第8節 大気環境の監視・観測体制の整備


1 国設大気測定網

 大気汚染の状況を全国的な視野で把握するとともに、大気保全施策の推進等に必要な基礎資料を得る目的で、国設大気環境測定所及び国設自動車排出ガス測定所(10か所)が設置されています。国設大気環境測定所は、1)地方公共団体が設置する大気環境常時監視測定局の基準局、2)大気環境の常時監視に係る試験局、3)国として測定すべき物質等(有害大気汚染物質、酸性雨)の測定局、4)大気汚染物質のバックグラウンド測定局、としての役割を果たすことを目的に設置されています。
 国内における酸性雨の長期的な影響を把握することを目的として、平成14年3月に「酸性雨長期モニタリング計画」を策定し、15年度からこの計画に基づく酸性雨モニタリングを全国31か所で実施しています。
 また、花粉症と大気汚染物質との関係の解明等のために花粉自動計測器を設置し、データを蓄積するとともに、花粉の飛散状況をリアルタイムで情報提供する「花粉観測システム(愛称:はなこさん)」(http://kafun.nies.go.jp/)を運用しています。

2 地方公共団体大気汚染監視体制

 地方公共団体においては、大気汚染防止法に基づき、都道府県及び政令市が一般環境大気測定局及び自動車排出ガス測定局を設置し、大気の汚染状況を常時監視しているほか、その他の地方公共団体においても監視測定しています。また、大気汚染物質を排出する発生源における二酸化硫黄濃度、燃料使用量等の常時監視を行い、その測定結果を中央監視センターに伝送するテレメーター装置等の整備も進められています。
 また、都道府県が測定している大気常時監視データ(速報値)は、「大気汚染物質広域監視システム(愛称:そらまめ君)」によりリアルタイムで収集され、インターネット等で公開するとともに携帯電話で情報提供しています。

3 地方公共団体自動車騒音常時監視体制

 騒音規制法に規定される全国の169地方公共団体においては、自動車騒音常時監視を実施し、地域における自動車騒音の状況を測定・評価し、結果を国へ報告します。これにより、全国の各地域の騒音状況を把握できるほか、自動車騒音の甚だしい地域における対策を効果的に推進できることに加え、環境基準評価や自動車単体規制の強化等の自動車騒音対策に必要な知見が集積されます。
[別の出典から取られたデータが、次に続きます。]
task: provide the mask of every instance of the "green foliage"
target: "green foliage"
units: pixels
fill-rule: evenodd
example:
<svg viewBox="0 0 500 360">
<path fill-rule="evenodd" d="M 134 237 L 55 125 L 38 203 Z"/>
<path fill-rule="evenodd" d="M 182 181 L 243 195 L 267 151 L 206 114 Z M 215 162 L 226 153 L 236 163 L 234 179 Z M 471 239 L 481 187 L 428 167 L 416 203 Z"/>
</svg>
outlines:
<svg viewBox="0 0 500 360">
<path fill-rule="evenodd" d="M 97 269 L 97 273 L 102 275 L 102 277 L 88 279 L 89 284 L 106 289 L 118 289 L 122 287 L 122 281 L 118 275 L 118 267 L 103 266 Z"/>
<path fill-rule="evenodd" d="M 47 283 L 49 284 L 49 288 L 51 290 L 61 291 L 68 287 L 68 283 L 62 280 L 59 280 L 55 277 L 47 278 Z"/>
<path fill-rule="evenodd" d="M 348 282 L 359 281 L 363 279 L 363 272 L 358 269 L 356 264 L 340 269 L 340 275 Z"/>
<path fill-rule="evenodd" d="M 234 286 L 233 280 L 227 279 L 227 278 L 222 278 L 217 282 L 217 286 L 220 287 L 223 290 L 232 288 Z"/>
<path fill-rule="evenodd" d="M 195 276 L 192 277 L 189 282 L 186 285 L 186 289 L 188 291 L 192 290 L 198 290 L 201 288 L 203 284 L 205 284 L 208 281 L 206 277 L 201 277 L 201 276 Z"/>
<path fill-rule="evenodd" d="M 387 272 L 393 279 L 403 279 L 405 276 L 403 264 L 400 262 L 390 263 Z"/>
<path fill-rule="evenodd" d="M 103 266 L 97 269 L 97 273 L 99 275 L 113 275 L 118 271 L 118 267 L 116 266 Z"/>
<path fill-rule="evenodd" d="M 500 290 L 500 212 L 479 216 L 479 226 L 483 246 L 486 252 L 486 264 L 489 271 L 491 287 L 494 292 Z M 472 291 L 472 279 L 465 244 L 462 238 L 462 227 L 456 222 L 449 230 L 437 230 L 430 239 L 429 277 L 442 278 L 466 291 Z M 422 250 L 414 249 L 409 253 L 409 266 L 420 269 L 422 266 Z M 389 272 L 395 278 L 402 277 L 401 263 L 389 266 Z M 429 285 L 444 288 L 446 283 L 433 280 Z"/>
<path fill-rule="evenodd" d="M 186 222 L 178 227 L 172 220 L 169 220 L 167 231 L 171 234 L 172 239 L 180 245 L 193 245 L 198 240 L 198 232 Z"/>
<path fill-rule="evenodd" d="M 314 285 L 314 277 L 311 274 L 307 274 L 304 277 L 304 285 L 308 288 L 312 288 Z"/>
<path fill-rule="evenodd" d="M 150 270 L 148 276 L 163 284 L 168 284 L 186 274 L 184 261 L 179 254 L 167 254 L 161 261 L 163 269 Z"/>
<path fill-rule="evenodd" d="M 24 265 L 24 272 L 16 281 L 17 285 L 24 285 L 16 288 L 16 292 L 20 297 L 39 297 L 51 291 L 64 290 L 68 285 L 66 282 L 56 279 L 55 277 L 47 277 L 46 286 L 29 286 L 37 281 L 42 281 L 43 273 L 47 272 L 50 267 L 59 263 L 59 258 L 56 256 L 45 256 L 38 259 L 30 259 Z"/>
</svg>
平成16年度には「全国自動車交通騒音マップ(環境GIS 自動車交通騒音実態調査報告)」を制作し、インターネット上で一般公開を開始しました。また、地方公共団体による騒音監視の円滑かつ適切な実施のため、国は、地域の自動車騒音監視技術の支援に努めています。

4 環境放射性物質の監視・測定

 環境省では、国設酸性雨測定所のうち離島等の12か所に放射線自動連続モニタリング装置を設置し、空間γ線線量率並びに大気浮遊じんの全α放射能濃度及び全β放射能濃度を測定しており、測定データをオンラインで収集・表示する監視システムを用いて常時監視しています。また、バックグラウンドレベルの放射能の調査の一環として、大気浮遊じん、降下物(雨水等)及び周辺の土壌、陸水中に含まれる放射性核種の分析を行っています。